Giving the Public Access to Congress' 'Brain'

Taxpayers fund them, but congressional research reports are off limits.

May 21, 2009— -- The Obama administration has committed to making government more transparent by making more information available online.

It has reversed an executive order that encouraged too much secrecy, and ordered a top-to-bottom, 120-day review of how the use of new technologies can help the government engage with the public.

But at the other end of Pennsylvania Avenue, openness is slower to catch on.

Critically, Congress has yet to end an outdated policy that prevents ordinary Americans from having easy access to the findings of the Congressional Research Service (CRS), otherwise known as "the brains" of our legislative body.

CRS is funded by taxpayers to the tune of about $100 million a year and generates in-depth reports on critical matters of public policy ranging from forestry to national defense. These reports play a key role in the legislative process, providing the factual support for much of what eventually becomes policy.

CRS Publishes Reports on Economy, Public Health, National Security, More

Concerned about the future of the country's big banks? CRS just finished a report on options for dealing with insolvency of major banks.

Tired of being stopped at the airport for special screening? CRS recently released a report on the issues posed by airport-passenger screening.

Each of these reports is full of the insightful writing, top-notch analysis, and backed with unclassified, unimpeachable research. Yet few people outside the halls of Congress will ever benefit from these timely reports because of indefensible policies that keep them out of the public's hands.

If relatively few people outside of Capitol Hill have even heard of CRS, it is partly because CRS goes to lengths to make itself unknowable.

An Internet search for CRS turns up a "jobs" page and a brief history of the service, but no official way to obtain CRS reports. That's because CRS has no public-facing function to distribute the reports.

The organization works directly for Congress, as an arm of the Library of Congress, and provides its reports exclusively to lawmakers and staff.

CRS Reports Are Not Classified But Still No Simple Online Tool to Distribute Them

The reports aren't classified -- lawmakers will provide individual reports to their constituents on request -- but, as of this writing, more than a decade into the e-government age, there remains no simple online tool citizens can use to obtain the reports as they are published.
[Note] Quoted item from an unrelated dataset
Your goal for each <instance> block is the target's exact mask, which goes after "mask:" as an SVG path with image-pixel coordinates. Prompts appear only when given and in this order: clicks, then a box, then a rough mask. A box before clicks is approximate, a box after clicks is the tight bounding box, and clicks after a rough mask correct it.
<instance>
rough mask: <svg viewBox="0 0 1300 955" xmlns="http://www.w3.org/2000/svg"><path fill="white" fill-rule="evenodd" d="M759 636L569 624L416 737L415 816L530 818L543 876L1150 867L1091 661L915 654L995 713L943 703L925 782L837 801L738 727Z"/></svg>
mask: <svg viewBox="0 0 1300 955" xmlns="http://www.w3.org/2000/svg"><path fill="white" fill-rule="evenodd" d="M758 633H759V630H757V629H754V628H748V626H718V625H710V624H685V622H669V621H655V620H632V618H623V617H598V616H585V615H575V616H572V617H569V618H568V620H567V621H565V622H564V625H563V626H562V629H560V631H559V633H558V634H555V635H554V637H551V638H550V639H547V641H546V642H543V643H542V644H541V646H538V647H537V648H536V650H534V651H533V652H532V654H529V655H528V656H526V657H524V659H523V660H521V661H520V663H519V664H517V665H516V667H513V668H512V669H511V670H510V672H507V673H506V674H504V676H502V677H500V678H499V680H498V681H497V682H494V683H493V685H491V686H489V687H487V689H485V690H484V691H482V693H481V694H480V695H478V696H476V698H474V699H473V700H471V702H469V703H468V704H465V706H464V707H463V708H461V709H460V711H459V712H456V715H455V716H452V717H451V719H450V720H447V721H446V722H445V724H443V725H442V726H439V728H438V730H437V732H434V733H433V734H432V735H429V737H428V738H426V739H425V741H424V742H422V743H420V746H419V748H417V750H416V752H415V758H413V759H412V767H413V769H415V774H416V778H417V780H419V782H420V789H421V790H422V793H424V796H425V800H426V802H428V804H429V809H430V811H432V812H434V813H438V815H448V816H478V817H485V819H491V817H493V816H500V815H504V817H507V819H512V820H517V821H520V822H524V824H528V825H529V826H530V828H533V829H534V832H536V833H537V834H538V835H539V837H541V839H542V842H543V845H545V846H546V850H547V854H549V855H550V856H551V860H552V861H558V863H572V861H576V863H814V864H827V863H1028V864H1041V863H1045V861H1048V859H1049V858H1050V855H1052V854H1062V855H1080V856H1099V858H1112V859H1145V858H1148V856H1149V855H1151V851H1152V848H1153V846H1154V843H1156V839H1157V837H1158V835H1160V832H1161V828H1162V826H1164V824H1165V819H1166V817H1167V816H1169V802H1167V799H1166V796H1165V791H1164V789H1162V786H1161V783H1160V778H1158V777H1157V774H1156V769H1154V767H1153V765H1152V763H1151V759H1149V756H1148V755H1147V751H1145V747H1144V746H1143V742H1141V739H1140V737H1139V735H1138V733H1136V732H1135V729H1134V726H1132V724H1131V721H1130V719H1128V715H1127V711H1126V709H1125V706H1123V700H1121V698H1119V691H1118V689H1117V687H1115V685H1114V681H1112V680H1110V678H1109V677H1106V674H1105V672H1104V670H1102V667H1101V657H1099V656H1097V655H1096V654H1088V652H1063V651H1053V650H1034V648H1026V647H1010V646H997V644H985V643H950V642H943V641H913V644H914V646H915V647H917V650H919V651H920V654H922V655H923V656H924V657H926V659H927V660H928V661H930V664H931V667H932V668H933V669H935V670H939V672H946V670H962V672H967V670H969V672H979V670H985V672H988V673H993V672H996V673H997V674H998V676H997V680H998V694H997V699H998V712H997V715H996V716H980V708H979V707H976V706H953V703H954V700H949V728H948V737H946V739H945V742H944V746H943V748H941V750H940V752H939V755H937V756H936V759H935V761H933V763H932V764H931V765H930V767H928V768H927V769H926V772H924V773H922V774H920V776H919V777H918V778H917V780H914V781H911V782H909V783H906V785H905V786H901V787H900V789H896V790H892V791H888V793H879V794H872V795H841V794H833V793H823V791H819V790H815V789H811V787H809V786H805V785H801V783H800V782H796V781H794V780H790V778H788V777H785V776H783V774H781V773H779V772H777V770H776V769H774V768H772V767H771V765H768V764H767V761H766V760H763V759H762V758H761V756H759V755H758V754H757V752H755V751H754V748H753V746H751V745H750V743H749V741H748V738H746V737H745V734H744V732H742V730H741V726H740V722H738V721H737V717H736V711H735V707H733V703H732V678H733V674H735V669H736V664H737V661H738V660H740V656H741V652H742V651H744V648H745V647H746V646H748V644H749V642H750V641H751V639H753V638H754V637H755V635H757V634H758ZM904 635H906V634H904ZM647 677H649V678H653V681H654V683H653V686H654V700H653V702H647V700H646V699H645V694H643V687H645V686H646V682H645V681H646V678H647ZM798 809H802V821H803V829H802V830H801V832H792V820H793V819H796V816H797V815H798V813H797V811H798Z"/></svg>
The policy of not distributing CRS reports to the public is a relic of the pre-Internet age. At one point, lawmakers argued that printing and distributing the reports would be too costly, and that responding to public demand would divert CRS from its important work.

Those arguments went out the window when CRS developed an internal Web site that lawmakers use to search and download the latest reports. Simply making that site available to the public would cost next to nothing.

Another, more troubling argument that's been floated as a reason for keeping the reports from the public is that lawmakers may feel somehow constrained in requesting CRS reports if they knew the findings of those reports would be made available to the public, particularly if they feared those findings may contradict their established political positions.

Why Do Lawmakers Hide Reports From Public?

What member of Congress wants the public to see that expert advisors warned against an approach to a problem when the member ignored the advice?

The flip-side of that argument is the idea that CRS reports may become politicized as members seek to have reports produced, not for the wealth of insight and information they contain but merely to prop up a political point.

Such sentiments may be sad reflections on the role of facts in policymaking, but these are not legitimate reasons to deny U.S. citizens access to information that they pay to produce.

Here, too, technological advancement has rendered moot the question of whether the public should have access to CRS reports.

For many years, commercial services have obtained the reports through their own channels and selling them for a fee. For lobbyists and other insiders who rely on the information, the fee is inconsequential, but for ordinary U.S. taxpayers, it means that they can only have ready access to the reports if they pay for them ... twice.

In 2008, 3 Million Reports Were Downloaded From OpenCRS.com

In 2005, my organization sought to address this disparity by creating Open CRS (www.opencrs.com), a Web site that collects and indexes CRS reports and makes them available to the public free of charge.

Just how popular is this free service? Last year, almost 3 million reports were downloaded from Open CRS.

We're proud of Open CRS, but it should not be viewed as the full solution. We don't have access to all the reports and can't always be sure what we're missing because, well, CRS doesn't even publish a publicly accessible index of their reports.

In any event, these are Congressional documents and the policy of making it hard for citizens to get the facts is a congressional policy. In an era of openness and transparency, it is Congress's responsibility to finally open CRS to the public.

The good news is that Congress may finally be coming to the same conclusion. Sen. Joseph Lieberman has proposed a resolution to make CRS reports available to the public.

He has been joined by six other senators. This isn't the first time that lawmakers have sought to end the long-obsolete CRS policy but, hopefully, the new spirit of openness that is sweeping Washington will help push this common-sense policy to passage.

Leslie Harris is president and CEO of the Center for Democracy and Technology.